Geometrical modeling using multiregional marching tetrahedra for bioluminescence tomography

Localization and quantification of the light sources generated by the expression of bioluminescent reporter genes is an important task in bioluminescent imaging of small animals, especially the generically engineered mice. To employ the Monte Carlo method for the light-source identification, the surfaces that define the anatomic structures of the small experimental animal is required; to perform finite element-based reconstruction computation, the volumetric mesh is a must. In this work, we proposed a Multiregional Marching Tetrahedra (MMT) method for extracting the surface and volumetric meshes from segmented CT/micro-CT (or MRI) image volume of a small experimental animal. The novel MMT method extracts triangular surface mesh and constructs tetrahedra/prisms volumetric finite element mesh for all anatomic components, including heart, liver, lung, bones etc., within one sweep over all the segmented CT slices. In comparison with the well-established Marching Tetrahedra (MT) algorithm, our MMT method takes into consideration of two more surface extraction cases within each tetrahedron, and guarantees seamless connection between anatomical components. The surface mesh is then smoothed and simplified, without losing the seamless connections. The MMT method is further enhanced to generate volumetric finite-element mesh to fill the space of each anatomical component. The mesh can then be used for finite element-based inverse computation to identify the light sources.
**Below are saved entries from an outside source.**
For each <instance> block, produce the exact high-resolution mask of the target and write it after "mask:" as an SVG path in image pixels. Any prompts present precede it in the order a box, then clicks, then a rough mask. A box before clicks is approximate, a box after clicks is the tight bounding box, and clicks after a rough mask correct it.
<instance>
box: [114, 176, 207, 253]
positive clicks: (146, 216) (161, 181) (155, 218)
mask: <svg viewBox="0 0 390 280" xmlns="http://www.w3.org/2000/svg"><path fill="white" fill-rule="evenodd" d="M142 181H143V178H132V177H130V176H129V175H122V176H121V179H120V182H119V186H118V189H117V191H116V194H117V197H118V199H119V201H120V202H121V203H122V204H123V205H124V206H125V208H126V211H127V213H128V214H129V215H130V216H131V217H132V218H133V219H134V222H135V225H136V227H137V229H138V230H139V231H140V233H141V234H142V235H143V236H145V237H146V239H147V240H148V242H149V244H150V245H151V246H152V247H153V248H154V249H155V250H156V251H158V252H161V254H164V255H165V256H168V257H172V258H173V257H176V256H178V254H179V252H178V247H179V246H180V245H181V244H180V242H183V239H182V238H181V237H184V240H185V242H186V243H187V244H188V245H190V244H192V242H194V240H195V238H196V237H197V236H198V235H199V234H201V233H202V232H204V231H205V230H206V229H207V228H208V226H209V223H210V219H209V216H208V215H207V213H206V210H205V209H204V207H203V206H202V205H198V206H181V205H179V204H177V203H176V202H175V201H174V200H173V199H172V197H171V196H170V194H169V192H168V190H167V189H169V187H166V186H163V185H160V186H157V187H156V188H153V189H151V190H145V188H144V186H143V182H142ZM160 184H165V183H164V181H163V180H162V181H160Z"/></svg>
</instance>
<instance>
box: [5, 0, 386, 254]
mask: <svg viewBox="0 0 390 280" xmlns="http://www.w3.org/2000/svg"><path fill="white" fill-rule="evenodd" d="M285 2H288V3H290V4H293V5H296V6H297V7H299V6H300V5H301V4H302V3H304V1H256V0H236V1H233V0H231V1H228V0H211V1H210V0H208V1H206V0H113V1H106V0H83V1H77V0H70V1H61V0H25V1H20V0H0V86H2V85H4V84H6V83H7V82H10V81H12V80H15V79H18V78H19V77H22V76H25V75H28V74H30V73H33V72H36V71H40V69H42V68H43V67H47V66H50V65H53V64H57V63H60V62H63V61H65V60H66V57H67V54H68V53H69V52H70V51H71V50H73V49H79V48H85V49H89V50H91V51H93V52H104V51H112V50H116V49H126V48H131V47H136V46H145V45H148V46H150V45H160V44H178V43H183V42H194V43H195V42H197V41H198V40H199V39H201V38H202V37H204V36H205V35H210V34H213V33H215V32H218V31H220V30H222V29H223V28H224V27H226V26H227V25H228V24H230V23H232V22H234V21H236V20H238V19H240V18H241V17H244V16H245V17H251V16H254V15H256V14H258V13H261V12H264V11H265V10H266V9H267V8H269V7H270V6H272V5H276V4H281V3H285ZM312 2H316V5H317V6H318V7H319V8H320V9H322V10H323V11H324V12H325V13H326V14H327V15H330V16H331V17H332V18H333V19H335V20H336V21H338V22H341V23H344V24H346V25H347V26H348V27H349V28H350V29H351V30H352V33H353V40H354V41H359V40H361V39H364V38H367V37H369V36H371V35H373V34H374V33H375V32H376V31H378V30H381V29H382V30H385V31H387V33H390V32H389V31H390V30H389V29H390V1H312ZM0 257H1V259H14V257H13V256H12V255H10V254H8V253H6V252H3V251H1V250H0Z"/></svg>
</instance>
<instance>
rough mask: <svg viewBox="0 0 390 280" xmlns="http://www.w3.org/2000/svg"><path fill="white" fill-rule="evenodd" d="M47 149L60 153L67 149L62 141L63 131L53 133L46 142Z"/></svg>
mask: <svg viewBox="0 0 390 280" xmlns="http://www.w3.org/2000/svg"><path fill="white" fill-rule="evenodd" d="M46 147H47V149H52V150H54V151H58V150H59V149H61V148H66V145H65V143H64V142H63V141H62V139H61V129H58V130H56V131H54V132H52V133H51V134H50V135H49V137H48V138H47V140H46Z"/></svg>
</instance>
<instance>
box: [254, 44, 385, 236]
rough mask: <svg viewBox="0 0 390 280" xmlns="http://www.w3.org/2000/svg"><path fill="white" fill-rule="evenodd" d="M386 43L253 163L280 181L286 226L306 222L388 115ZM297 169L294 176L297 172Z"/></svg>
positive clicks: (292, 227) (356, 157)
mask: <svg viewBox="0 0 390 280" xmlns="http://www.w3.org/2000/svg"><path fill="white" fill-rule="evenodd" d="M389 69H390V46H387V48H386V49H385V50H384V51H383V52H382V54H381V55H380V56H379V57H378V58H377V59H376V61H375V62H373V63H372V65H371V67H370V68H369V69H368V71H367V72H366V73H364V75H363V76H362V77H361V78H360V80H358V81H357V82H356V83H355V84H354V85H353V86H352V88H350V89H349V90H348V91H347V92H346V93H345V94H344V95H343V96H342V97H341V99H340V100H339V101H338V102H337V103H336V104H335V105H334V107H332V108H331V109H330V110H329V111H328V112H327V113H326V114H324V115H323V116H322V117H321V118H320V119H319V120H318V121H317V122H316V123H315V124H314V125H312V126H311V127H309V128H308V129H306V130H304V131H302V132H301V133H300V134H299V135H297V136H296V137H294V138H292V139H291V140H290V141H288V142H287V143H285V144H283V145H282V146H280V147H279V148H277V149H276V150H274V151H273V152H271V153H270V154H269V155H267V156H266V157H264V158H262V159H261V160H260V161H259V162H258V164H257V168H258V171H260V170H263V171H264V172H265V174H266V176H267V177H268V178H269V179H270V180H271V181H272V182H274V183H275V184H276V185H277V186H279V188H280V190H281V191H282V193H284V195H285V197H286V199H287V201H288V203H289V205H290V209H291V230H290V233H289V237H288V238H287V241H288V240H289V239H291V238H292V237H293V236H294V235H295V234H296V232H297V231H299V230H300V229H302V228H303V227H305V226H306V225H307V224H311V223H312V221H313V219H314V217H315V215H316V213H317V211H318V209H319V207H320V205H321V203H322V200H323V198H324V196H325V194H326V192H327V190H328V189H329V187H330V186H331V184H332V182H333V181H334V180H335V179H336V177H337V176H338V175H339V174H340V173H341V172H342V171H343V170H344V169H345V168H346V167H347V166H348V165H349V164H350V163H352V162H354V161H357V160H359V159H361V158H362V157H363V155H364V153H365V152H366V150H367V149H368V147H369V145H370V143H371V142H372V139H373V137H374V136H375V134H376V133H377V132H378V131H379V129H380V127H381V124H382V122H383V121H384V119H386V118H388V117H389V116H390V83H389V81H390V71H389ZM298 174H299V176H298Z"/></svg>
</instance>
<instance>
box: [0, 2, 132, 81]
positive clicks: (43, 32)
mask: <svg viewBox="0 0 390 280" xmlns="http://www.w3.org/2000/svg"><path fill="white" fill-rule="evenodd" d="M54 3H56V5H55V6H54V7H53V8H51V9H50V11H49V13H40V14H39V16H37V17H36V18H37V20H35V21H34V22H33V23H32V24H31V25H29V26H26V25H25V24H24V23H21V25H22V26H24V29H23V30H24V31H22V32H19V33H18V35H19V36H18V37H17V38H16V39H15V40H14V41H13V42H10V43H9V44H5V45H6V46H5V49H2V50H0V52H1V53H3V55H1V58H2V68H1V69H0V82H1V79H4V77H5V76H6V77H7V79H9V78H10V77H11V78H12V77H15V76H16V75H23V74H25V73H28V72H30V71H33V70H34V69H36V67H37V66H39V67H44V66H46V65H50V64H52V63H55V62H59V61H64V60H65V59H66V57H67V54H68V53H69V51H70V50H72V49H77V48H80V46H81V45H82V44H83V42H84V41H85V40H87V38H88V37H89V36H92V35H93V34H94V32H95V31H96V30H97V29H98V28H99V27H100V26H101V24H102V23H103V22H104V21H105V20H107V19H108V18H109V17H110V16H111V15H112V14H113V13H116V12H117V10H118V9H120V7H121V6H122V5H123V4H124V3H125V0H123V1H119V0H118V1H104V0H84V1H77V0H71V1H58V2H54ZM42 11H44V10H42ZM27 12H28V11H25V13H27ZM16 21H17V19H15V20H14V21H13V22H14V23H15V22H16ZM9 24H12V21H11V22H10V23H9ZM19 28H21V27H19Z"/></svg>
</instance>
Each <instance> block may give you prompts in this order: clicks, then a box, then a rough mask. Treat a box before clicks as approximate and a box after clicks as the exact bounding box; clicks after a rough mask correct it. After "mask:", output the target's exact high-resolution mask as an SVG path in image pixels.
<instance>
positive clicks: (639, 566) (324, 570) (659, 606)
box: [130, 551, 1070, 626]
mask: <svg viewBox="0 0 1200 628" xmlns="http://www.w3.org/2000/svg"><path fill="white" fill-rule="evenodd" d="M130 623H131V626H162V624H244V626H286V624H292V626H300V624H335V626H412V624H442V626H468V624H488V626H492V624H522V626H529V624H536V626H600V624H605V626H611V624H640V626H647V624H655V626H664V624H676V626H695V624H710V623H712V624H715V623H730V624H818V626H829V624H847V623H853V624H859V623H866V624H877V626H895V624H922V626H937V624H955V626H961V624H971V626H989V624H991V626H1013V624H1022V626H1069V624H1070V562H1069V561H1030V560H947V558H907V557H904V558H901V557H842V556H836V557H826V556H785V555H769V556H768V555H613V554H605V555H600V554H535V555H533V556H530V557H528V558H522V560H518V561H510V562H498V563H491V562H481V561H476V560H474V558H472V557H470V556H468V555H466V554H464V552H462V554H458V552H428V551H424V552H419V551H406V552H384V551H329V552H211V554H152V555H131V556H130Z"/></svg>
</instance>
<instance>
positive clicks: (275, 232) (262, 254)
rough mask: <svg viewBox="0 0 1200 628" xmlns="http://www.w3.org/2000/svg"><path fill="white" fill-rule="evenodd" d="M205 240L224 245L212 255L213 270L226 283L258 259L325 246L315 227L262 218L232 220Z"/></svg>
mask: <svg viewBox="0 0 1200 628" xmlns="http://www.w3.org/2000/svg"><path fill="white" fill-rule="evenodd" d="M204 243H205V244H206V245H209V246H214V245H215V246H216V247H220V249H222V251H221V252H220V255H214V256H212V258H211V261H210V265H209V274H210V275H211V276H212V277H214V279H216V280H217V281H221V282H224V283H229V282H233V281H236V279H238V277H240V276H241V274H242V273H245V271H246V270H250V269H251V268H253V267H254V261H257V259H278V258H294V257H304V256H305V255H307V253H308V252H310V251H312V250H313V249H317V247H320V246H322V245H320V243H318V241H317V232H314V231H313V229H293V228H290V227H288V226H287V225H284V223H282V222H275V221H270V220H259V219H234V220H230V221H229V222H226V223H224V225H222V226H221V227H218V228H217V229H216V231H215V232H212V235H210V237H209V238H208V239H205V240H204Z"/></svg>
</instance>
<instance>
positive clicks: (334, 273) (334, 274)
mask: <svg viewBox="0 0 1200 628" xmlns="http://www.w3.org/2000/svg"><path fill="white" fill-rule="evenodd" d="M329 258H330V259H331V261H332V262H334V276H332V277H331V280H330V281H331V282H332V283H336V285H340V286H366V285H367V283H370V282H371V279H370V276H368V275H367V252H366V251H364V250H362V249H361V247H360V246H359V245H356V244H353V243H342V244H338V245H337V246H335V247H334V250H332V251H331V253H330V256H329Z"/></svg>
Improving the accuracy of the diffusion model in highly absorbing media

The diffusion approximation of the Boltzmann transport equation is most commonly used for describing the photon propagation in turbid media. It produces satisfactory results in weakly absorbing and highly scattering media, but the accuracy lessens with the decreasing albedo. In this paper, we presented a method to improve the accuracy of the diffusion model in strongly absorbing media by adjusting the optical parameters. Genetic algorithm-based optimization tool is used to find the optimal optical parameters. The diffusion model behaves more closely to the physical model with the actual optical parameters substituted by the optimized optical parameters. The effectiveness of the proposed technique was demonstrated by the numerical experiments using the Monte Carlo simulation data as measurements.